Constable Koester (pronounced Kes-ter) has said that he and his wife, Tammy, had moved into their small, grey duplex less than a week before Mr. Bush, 22, was killed on Oct. 29, 2005.

That same night, Constable Koester had given Corporal Derek Donovan a tour of the new place, where pizza that had fed friends who had helped him move was still in the fridge.

Constable Koester arrived in the small northern British Columbia town only days after graduating from the RCMP training college in Regina. By his own account, the Kamloops native liked Houston and intended to stay.

"I enjoyed the town and its people very much it was my intention to serve that community for a number of years," he wrote in his Nov. 17 sworn statement.

While in Houston as part of his six-month training period, Constable Koester performed many of the typical duties of a small-town police officer: putting on camps for children at risk and helping with bike rodeos at local elementary schools.

His friends and family are not talking to the news media until the matter of Mr. Bush's death has been dealt with.

One former colleague of Constable Koester described him as very slow and methodical in nature - not too good at cracking jokes, but a nice, deeply religious young man.

Since he had been in Houston for such a short time, he didn't know many people outside of the detachment, said Phyllis Jellett, who owns the Houston Barber Shop.

When Constable Koester came for his first haircut at her shop, she said, she laughed when he told her he was the new RCMP officer.

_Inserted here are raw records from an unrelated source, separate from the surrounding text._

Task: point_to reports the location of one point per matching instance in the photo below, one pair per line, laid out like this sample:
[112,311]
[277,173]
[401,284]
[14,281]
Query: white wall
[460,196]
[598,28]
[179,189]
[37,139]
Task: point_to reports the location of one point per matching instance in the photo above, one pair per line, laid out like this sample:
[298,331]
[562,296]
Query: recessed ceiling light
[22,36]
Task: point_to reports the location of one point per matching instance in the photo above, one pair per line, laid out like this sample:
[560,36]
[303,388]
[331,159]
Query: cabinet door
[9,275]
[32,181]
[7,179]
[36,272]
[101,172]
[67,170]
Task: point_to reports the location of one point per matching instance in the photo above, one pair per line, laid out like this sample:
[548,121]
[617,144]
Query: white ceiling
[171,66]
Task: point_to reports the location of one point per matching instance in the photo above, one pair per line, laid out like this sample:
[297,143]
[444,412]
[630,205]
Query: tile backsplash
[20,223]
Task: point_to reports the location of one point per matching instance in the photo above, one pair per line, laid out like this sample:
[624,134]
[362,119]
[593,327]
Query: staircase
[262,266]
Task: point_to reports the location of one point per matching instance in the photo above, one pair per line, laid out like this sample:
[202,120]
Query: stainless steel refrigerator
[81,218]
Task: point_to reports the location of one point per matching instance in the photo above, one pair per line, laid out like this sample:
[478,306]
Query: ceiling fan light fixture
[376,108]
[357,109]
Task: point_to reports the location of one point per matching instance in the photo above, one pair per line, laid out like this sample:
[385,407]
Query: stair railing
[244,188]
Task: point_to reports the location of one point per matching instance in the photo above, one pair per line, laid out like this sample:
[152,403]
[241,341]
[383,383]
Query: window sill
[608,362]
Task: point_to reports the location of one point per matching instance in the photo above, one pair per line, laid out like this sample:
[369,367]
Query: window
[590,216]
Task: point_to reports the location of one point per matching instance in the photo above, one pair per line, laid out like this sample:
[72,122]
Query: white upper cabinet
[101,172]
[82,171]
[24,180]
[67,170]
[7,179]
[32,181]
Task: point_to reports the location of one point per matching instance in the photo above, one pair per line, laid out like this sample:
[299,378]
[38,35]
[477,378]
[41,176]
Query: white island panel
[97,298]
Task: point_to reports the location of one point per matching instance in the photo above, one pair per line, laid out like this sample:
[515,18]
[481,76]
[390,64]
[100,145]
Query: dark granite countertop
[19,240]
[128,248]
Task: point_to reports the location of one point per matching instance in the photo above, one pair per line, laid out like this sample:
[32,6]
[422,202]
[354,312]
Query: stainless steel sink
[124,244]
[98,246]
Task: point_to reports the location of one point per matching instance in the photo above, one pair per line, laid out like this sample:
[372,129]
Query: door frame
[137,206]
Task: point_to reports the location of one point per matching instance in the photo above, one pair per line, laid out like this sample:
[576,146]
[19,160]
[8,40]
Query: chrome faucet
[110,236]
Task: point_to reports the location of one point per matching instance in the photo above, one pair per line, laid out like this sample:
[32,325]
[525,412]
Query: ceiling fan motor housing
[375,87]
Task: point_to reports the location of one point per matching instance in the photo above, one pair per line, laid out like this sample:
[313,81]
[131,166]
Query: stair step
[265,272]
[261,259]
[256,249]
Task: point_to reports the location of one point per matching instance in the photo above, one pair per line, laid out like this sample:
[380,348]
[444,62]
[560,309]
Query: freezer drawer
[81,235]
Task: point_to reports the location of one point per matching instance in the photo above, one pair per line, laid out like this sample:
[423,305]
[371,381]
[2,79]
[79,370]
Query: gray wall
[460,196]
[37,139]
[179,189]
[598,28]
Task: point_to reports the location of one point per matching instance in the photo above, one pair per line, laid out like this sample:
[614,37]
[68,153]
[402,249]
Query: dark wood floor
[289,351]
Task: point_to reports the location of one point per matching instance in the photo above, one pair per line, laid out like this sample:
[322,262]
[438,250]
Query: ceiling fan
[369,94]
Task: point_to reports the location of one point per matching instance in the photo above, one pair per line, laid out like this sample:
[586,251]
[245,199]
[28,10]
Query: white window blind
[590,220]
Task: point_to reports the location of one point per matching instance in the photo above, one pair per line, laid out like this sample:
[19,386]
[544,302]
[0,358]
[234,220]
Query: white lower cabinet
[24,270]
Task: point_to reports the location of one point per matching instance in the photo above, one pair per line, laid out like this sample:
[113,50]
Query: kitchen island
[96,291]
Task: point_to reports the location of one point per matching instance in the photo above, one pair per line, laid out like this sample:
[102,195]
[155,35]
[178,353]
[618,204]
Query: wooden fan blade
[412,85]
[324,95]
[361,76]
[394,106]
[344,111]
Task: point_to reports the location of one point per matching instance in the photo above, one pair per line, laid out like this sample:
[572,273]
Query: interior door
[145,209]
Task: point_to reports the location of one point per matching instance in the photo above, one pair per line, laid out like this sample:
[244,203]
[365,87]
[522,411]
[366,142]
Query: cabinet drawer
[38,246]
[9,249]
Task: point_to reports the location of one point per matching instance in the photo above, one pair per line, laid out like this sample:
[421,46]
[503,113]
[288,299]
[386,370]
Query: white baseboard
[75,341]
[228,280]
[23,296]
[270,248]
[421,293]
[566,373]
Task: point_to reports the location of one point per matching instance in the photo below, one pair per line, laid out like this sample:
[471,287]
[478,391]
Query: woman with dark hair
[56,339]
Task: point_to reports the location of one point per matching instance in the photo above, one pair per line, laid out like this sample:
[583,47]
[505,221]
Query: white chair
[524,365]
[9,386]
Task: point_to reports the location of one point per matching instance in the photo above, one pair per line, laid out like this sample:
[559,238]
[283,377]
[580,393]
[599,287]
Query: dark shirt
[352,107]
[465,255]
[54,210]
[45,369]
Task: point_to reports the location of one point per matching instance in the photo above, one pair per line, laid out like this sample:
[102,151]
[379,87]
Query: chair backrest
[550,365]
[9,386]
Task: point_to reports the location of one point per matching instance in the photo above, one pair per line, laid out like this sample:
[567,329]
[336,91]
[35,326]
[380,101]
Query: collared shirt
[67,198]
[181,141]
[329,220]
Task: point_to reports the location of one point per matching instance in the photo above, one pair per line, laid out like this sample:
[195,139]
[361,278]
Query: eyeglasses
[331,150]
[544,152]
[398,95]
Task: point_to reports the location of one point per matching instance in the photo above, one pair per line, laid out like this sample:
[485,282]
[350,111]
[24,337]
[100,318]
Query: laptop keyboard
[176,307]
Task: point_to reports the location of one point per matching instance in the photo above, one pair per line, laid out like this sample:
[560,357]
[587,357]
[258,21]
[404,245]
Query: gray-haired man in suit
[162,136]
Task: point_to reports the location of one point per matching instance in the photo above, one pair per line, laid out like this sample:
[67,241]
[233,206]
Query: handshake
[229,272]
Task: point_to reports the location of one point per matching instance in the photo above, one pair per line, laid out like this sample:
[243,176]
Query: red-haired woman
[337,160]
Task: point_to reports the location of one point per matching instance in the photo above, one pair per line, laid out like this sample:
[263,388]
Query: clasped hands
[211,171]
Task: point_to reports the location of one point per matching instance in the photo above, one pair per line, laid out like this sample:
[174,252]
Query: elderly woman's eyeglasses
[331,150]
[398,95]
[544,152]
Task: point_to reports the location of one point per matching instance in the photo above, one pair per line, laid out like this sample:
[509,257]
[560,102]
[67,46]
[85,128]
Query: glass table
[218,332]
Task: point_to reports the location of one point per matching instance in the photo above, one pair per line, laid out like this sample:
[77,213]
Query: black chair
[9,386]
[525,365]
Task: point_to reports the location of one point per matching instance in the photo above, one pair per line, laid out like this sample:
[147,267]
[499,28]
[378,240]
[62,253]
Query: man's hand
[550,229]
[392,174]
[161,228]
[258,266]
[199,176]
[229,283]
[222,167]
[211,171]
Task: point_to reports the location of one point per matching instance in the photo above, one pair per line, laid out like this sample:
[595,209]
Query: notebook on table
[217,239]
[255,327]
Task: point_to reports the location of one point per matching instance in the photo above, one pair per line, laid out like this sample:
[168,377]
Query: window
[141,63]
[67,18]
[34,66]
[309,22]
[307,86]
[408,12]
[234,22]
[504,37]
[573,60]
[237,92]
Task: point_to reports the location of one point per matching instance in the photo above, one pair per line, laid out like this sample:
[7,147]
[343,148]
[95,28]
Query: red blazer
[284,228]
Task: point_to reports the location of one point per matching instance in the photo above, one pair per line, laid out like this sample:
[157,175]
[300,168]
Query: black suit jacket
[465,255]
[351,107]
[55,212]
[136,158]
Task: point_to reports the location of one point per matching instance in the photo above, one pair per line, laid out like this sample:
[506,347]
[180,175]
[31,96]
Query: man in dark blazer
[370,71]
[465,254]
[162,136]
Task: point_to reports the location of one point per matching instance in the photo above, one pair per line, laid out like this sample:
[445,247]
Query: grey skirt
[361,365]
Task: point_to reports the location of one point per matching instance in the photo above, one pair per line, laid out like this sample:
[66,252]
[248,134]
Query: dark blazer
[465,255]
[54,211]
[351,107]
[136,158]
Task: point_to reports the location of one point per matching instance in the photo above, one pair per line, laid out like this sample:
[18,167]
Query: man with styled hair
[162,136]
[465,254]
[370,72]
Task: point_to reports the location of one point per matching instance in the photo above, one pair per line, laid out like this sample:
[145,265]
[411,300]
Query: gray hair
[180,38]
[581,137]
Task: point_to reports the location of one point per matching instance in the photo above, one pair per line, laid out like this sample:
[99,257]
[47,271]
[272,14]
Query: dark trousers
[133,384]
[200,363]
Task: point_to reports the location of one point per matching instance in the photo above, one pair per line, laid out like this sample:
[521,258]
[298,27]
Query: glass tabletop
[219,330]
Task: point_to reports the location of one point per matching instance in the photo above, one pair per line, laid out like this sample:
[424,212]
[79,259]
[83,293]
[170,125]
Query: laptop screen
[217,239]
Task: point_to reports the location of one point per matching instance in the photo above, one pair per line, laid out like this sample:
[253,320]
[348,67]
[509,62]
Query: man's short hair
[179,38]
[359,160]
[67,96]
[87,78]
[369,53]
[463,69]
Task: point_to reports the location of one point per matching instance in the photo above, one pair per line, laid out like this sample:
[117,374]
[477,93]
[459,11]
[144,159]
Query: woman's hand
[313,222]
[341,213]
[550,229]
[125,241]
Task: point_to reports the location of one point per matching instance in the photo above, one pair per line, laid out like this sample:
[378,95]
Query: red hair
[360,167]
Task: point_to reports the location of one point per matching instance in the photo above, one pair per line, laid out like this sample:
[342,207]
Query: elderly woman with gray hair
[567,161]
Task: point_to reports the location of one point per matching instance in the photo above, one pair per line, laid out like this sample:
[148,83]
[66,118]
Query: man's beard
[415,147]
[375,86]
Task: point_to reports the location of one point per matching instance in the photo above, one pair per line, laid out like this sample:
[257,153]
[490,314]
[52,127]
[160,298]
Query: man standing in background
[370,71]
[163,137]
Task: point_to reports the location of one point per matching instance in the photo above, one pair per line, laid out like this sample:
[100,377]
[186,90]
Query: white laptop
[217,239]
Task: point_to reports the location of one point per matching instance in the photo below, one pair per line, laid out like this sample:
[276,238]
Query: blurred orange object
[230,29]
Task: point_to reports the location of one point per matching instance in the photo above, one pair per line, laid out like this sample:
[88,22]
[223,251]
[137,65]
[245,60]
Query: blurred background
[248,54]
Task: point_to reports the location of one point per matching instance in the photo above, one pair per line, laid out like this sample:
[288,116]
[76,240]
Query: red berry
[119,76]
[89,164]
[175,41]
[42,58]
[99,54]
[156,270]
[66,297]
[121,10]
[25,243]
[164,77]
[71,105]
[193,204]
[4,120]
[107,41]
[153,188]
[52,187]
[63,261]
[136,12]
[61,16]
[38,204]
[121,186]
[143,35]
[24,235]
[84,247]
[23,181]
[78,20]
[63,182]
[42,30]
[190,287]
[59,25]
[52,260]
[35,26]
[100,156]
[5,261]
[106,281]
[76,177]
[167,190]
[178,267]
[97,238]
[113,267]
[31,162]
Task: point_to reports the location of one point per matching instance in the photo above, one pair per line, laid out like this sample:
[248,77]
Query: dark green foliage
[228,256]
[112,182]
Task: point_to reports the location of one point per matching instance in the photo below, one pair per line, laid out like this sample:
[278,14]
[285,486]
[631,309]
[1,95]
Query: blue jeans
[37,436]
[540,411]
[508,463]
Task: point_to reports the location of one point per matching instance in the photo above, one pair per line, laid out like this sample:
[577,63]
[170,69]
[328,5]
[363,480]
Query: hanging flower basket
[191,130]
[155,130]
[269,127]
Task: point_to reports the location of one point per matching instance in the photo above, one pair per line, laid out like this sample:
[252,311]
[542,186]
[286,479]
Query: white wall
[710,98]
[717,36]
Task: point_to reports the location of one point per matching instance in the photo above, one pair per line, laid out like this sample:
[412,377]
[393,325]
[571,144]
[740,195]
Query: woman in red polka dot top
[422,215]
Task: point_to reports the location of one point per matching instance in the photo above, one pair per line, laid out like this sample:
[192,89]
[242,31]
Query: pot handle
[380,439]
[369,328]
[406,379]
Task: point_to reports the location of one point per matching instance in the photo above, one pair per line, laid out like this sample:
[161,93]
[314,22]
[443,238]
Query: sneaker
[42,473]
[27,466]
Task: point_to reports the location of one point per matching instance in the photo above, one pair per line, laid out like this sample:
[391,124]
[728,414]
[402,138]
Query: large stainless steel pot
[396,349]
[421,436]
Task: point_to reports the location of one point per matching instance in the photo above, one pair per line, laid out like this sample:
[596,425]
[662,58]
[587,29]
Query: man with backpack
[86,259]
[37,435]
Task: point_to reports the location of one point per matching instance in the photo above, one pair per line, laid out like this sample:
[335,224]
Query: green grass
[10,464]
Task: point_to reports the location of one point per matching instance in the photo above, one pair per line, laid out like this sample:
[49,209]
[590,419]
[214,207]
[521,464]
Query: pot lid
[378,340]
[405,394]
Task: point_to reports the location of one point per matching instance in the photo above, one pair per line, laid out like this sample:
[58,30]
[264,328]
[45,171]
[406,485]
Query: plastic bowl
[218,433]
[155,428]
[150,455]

She thought the 6-foot-4 rookie was a high-school basketball player.

"When I cut his hair, he was just an ordinary young man who appeared pretty nice," she said.

Her daughter Janeen, who also cut his hair a few times, said she'd been at a few parties Constable Koester had broken up. He always did all the talking, she said, because he was still learning and the other officers made him do it.

Anyone given a speeding ticket or a warning wasn't a big fan of the officer, Phyllis Jellet said, but there were never any complaints besides that.

The 30-year-old officer's parents have been at the coroner's inquiry into Mr. Bush's death all week, his father Tom taking constant notes. The officer's wife watched him testify on Tuesday, his thin angular face crinkling with emotion as he described being choked by Mr. Bush.

Constable Koester has said that he decided to go into policing because it was similar to his prior job as a seasonal Provincial Conservation Officer in Saskatchewan. He was five months into a six-month probationary training period when he arrested Mr. Bush outside a Houston Luckies game for holding an open bottle of beer.

After Mr. Bush twice gave Constable Koester a false name, he arrested him for obstruction at 9:18 p.m. Mr. Bush was dead just over 20 minutes later, when Constable Koester made an anguished cry for help on his radio.

Corporal Pierre LeMaitre, an RCMP spokesman, said Constable Koester was moved out of Houston quickly after the shooting. He is now posted in Williams Lake.